I've just done some googling, and it would appear that even the "experts" cannot free on whether paedophilia is a learned behaviour (and can be changed) or a sexual orientation (that cannot be changed).

This is quite an interesting read www.aic.gov.au/publications/current%20series/tandi/421-440/tandi429.html

I think there was an earlier question about use of child abuse images, and also about paraphilia.?

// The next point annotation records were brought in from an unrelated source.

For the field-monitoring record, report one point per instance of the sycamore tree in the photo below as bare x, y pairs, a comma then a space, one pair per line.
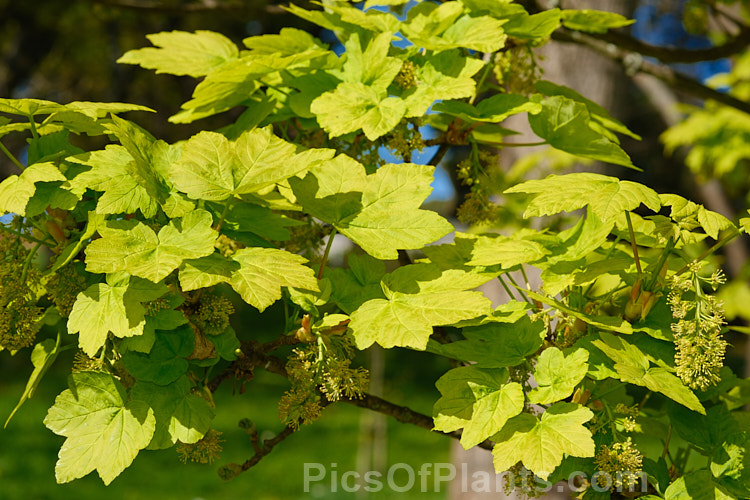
131, 254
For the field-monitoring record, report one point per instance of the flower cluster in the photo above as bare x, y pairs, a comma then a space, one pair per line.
622, 462
320, 369
19, 286
63, 288
517, 70
477, 207
404, 139
212, 314
697, 329
407, 75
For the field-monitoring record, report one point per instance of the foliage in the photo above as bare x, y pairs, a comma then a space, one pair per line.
136, 253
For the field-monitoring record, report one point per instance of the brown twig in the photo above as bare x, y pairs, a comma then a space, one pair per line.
633, 62
254, 356
268, 446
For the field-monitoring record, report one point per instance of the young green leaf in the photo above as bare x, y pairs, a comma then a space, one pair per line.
557, 375
593, 21
607, 197
566, 125
104, 430
354, 106
541, 444
135, 248
114, 306
479, 401
633, 367
379, 212
215, 169
44, 354
493, 109
495, 345
17, 190
180, 414
406, 317
183, 53
263, 271
442, 76
166, 361
109, 173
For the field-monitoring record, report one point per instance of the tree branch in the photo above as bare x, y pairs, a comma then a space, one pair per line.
676, 55
268, 446
254, 356
197, 6
634, 63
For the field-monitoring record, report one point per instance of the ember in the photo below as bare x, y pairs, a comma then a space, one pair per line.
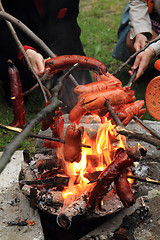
80, 179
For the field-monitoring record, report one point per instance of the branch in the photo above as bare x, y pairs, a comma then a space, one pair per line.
146, 127
20, 46
33, 135
135, 54
18, 140
143, 179
32, 36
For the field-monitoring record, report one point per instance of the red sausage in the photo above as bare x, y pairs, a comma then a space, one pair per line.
120, 162
124, 191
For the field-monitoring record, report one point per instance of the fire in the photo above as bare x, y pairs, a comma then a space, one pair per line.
93, 159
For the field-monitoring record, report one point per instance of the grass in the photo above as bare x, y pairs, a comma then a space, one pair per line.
99, 21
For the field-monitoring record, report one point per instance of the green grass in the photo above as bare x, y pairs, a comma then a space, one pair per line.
99, 21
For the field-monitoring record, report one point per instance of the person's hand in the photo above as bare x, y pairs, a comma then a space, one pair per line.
140, 41
37, 61
141, 62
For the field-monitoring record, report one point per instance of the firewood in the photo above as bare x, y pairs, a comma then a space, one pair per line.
76, 208
58, 180
126, 229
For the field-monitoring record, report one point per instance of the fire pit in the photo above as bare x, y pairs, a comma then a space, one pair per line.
47, 183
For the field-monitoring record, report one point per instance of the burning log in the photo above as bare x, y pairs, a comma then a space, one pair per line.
77, 208
52, 198
120, 162
126, 229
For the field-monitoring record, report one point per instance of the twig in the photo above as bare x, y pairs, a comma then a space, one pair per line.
146, 127
43, 78
20, 46
134, 55
113, 114
32, 36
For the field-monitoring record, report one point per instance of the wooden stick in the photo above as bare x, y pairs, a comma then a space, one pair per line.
76, 208
20, 46
130, 134
32, 36
140, 136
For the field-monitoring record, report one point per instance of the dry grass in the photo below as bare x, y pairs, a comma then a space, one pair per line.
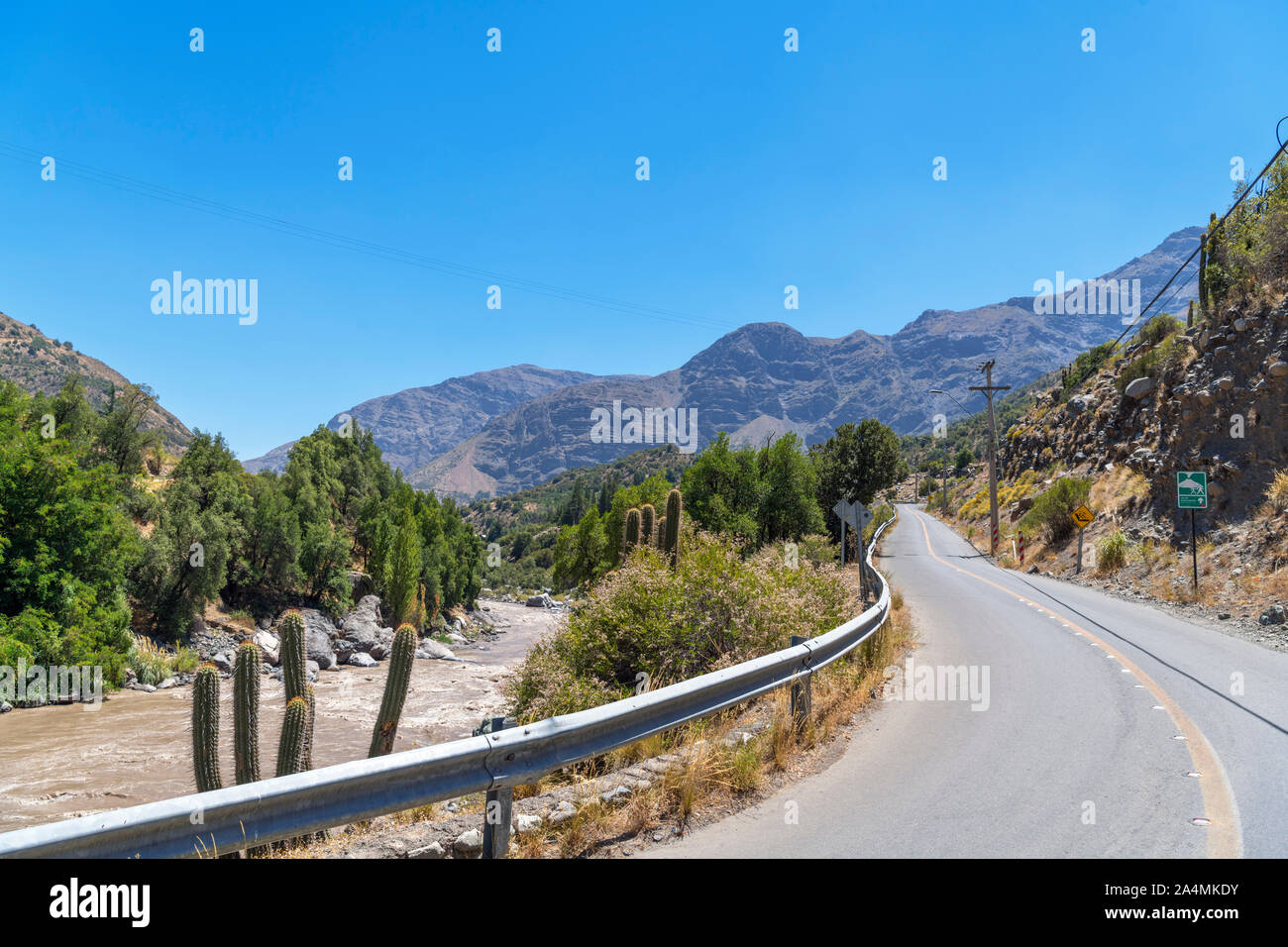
1276, 493
1113, 491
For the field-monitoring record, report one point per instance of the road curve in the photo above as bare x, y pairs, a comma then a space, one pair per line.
1108, 728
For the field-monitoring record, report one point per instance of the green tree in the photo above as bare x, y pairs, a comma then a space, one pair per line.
789, 487
64, 547
121, 437
402, 570
201, 525
579, 554
857, 463
722, 489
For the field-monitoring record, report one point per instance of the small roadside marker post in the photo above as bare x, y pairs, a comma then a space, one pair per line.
1192, 495
1082, 518
803, 696
857, 517
497, 806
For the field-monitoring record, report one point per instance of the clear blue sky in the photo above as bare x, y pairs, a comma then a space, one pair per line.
768, 167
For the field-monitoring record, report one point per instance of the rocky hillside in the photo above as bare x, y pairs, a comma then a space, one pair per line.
38, 364
416, 424
768, 377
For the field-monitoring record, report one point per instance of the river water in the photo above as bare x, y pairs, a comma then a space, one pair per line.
137, 748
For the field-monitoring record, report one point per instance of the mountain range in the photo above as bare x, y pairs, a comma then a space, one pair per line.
502, 431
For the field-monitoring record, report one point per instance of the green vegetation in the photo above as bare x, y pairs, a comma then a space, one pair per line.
246, 684
1245, 257
857, 463
395, 690
1086, 365
1051, 510
290, 748
713, 608
91, 539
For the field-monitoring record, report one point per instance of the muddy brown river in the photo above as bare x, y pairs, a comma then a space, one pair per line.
137, 748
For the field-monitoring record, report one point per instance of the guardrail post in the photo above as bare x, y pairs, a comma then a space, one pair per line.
803, 694
497, 808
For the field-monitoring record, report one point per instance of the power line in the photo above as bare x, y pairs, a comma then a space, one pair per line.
342, 241
1212, 230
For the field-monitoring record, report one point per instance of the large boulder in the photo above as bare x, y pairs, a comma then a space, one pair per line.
361, 630
1138, 388
318, 634
430, 648
269, 646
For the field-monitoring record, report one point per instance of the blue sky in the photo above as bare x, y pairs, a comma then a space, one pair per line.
767, 167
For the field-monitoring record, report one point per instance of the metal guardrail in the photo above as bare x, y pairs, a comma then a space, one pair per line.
286, 806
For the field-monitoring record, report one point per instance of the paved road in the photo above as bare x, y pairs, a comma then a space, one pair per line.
1108, 728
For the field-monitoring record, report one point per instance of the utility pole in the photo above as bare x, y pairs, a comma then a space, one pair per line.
943, 484
988, 388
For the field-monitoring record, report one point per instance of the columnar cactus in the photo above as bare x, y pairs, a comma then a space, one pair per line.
205, 729
400, 657
632, 530
294, 669
671, 536
248, 671
647, 523
290, 749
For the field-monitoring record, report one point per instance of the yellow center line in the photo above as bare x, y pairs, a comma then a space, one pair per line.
1224, 835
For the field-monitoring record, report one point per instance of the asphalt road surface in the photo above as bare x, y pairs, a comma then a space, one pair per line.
1106, 729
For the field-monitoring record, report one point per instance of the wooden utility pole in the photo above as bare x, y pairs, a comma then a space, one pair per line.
988, 388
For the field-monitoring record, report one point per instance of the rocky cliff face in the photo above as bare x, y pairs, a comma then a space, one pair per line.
768, 377
416, 424
38, 364
510, 429
1218, 403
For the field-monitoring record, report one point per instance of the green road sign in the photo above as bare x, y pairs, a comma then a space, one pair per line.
1192, 489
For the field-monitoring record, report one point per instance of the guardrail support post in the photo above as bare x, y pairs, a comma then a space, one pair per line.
497, 812
803, 696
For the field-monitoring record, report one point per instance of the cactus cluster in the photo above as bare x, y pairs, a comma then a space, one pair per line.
644, 527
671, 526
647, 526
295, 746
205, 729
395, 690
632, 530
290, 748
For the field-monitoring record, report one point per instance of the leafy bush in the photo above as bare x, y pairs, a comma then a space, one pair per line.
1248, 257
715, 608
1086, 365
1051, 510
1158, 360
1278, 491
1157, 329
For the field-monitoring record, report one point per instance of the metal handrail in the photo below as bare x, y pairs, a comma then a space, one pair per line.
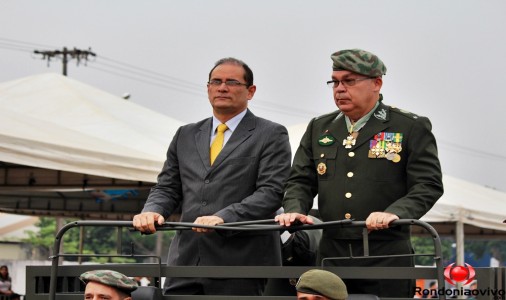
260, 225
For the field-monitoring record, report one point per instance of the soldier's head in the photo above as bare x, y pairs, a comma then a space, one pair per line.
356, 81
320, 285
107, 284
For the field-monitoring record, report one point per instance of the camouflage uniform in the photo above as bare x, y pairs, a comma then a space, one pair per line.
111, 278
324, 283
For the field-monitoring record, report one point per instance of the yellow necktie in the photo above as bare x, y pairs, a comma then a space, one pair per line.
218, 142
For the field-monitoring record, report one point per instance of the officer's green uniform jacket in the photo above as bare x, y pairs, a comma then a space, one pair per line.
350, 184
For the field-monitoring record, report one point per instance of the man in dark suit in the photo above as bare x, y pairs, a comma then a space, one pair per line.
366, 161
244, 182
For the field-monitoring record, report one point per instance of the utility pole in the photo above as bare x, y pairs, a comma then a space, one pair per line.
66, 55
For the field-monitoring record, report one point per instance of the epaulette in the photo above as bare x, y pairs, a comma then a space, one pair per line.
404, 112
332, 114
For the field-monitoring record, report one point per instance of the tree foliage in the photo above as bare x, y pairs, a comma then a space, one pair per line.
477, 247
97, 240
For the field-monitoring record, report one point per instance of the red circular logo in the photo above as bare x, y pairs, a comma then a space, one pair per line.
459, 274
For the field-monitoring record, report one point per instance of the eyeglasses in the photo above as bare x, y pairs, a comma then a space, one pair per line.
346, 82
218, 82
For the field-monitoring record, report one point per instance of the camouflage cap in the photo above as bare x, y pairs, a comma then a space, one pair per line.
320, 282
358, 61
110, 278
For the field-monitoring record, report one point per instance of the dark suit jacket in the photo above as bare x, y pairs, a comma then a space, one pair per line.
244, 183
408, 188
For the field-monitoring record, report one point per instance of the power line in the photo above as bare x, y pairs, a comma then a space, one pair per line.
132, 72
65, 55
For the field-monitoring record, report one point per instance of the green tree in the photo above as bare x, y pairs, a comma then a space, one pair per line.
97, 240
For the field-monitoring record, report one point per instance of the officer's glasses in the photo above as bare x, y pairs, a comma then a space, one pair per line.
229, 83
346, 82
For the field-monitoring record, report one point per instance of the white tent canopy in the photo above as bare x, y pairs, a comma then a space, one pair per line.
54, 122
464, 202
69, 149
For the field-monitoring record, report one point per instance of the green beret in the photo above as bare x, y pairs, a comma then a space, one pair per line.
324, 283
110, 278
358, 61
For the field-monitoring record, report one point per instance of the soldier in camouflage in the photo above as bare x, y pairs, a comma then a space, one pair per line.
367, 161
107, 284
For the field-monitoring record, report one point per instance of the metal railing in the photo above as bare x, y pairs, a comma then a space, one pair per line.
37, 275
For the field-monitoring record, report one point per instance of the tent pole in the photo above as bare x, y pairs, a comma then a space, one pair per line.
459, 239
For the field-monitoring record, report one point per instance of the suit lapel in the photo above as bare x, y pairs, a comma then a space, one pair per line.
203, 140
243, 131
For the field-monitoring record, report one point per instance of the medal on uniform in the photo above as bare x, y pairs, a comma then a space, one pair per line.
326, 140
321, 168
387, 145
349, 142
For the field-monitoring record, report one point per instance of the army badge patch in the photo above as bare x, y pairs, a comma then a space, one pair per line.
326, 140
321, 168
386, 145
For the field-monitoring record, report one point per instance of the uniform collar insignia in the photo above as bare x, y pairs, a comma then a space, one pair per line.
381, 114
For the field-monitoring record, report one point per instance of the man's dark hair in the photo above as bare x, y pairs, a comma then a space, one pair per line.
248, 74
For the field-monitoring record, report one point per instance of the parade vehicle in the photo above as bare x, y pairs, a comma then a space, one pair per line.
62, 281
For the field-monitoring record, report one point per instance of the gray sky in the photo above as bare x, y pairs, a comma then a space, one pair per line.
446, 59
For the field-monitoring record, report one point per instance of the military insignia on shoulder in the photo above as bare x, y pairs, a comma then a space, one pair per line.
321, 168
381, 114
326, 140
386, 145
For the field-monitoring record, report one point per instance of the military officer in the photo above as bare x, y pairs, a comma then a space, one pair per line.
367, 161
107, 284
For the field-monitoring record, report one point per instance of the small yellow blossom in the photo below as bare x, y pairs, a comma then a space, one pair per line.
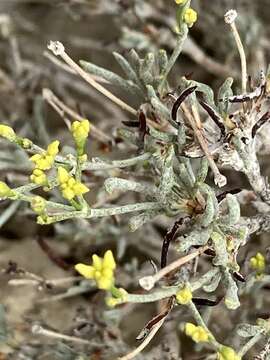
7, 132
190, 17
227, 353
45, 161
38, 177
101, 270
197, 333
38, 204
80, 131
5, 190
184, 296
69, 186
257, 262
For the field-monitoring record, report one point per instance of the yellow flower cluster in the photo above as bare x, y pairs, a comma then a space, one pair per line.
5, 190
7, 132
44, 162
184, 296
197, 333
190, 17
69, 186
80, 131
102, 270
257, 262
227, 353
38, 205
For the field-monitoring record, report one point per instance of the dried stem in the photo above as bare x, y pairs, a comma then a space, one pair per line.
58, 49
62, 109
148, 282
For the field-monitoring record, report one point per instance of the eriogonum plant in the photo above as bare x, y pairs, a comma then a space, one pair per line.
185, 139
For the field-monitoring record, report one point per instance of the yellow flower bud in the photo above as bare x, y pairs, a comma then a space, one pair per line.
101, 270
80, 131
97, 262
62, 175
257, 263
38, 204
26, 143
227, 353
184, 296
197, 333
112, 302
190, 17
38, 177
7, 132
109, 261
68, 194
53, 148
80, 189
5, 190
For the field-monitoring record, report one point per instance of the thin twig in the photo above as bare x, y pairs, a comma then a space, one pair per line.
220, 179
62, 109
148, 282
230, 18
59, 50
146, 341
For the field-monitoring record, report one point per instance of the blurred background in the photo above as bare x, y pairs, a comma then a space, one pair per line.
91, 30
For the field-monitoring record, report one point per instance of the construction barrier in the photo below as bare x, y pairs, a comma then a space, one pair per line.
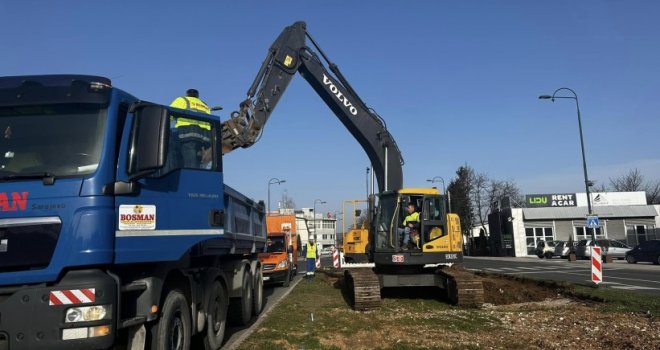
596, 265
335, 258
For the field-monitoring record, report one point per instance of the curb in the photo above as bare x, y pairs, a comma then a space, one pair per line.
238, 341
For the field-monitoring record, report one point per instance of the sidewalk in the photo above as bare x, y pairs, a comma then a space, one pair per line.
619, 264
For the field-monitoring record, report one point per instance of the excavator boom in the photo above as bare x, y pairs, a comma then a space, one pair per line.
288, 55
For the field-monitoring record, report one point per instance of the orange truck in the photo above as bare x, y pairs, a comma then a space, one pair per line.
280, 261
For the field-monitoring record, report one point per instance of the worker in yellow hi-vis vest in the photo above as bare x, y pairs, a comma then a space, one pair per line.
310, 255
194, 135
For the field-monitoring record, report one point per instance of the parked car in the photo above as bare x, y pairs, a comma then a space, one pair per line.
648, 251
615, 249
562, 249
545, 249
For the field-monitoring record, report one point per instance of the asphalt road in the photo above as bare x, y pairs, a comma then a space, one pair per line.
619, 274
272, 294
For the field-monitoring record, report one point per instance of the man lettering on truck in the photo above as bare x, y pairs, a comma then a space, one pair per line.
310, 255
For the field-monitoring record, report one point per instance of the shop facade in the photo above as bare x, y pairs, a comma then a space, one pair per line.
623, 216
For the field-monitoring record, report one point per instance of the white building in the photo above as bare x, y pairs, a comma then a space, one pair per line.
319, 226
623, 216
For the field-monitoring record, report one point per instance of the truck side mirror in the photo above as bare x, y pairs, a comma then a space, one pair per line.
150, 134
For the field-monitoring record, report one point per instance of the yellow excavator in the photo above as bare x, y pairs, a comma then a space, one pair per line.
355, 241
438, 241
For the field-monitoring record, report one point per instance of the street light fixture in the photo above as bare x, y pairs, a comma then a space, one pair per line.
320, 202
444, 189
587, 183
270, 182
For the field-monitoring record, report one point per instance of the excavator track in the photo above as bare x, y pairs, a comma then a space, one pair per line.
463, 287
363, 288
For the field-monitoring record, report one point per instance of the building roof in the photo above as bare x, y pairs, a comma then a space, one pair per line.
612, 211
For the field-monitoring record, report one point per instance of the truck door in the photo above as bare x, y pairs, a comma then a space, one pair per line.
171, 209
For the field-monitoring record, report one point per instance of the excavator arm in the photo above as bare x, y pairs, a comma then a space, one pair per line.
288, 55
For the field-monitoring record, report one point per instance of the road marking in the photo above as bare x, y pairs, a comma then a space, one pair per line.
617, 285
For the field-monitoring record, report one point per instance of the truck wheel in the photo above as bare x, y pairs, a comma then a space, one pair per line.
216, 319
287, 278
258, 299
173, 329
240, 309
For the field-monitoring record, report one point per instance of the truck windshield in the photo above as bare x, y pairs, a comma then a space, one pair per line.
275, 244
55, 140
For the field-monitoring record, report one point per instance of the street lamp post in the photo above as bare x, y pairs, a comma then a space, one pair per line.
270, 182
444, 189
336, 220
587, 183
320, 202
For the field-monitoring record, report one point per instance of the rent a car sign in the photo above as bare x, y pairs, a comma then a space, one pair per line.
551, 200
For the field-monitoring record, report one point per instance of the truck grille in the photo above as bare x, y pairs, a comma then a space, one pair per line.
27, 243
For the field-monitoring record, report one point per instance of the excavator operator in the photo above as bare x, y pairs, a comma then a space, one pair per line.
194, 135
410, 223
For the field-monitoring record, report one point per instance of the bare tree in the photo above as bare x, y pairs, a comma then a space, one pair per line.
499, 190
653, 192
480, 197
632, 181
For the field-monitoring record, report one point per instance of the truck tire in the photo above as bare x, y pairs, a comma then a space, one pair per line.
240, 309
287, 278
258, 294
216, 319
173, 329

"Smallbone and Wortley’s (2001) own research on child sex offenders found, for example:

a late onset of offending behaviour (37% were aged 31 to 40 years);
a low incidence of chronic sexual offending (less than one-quarter had previous convictions for sexual offences);
a high incidence of previous non-sexual offending (approximately 60% had convictions for non-sexual offences);
a low incidence of stranger abuse (94% abused their own child or a child they already knew);
a low incidence of networking among offenders (only about 8% had talked to other offenders);
a low incidence of child pornography use (approximately 10% had used child pornography); and
a low incidence of paraphilic interests (very small proportions could have been diagnosed with other sexually deviant interests such as voyeurism or sexual sadism; Wortley & Smallbone 2006)."

This is just one of the first that came up in Google, I have no idea of the robustness of the quoted study.

leedy · 30/09/2015 13:50

lily, that post is actually unhinged.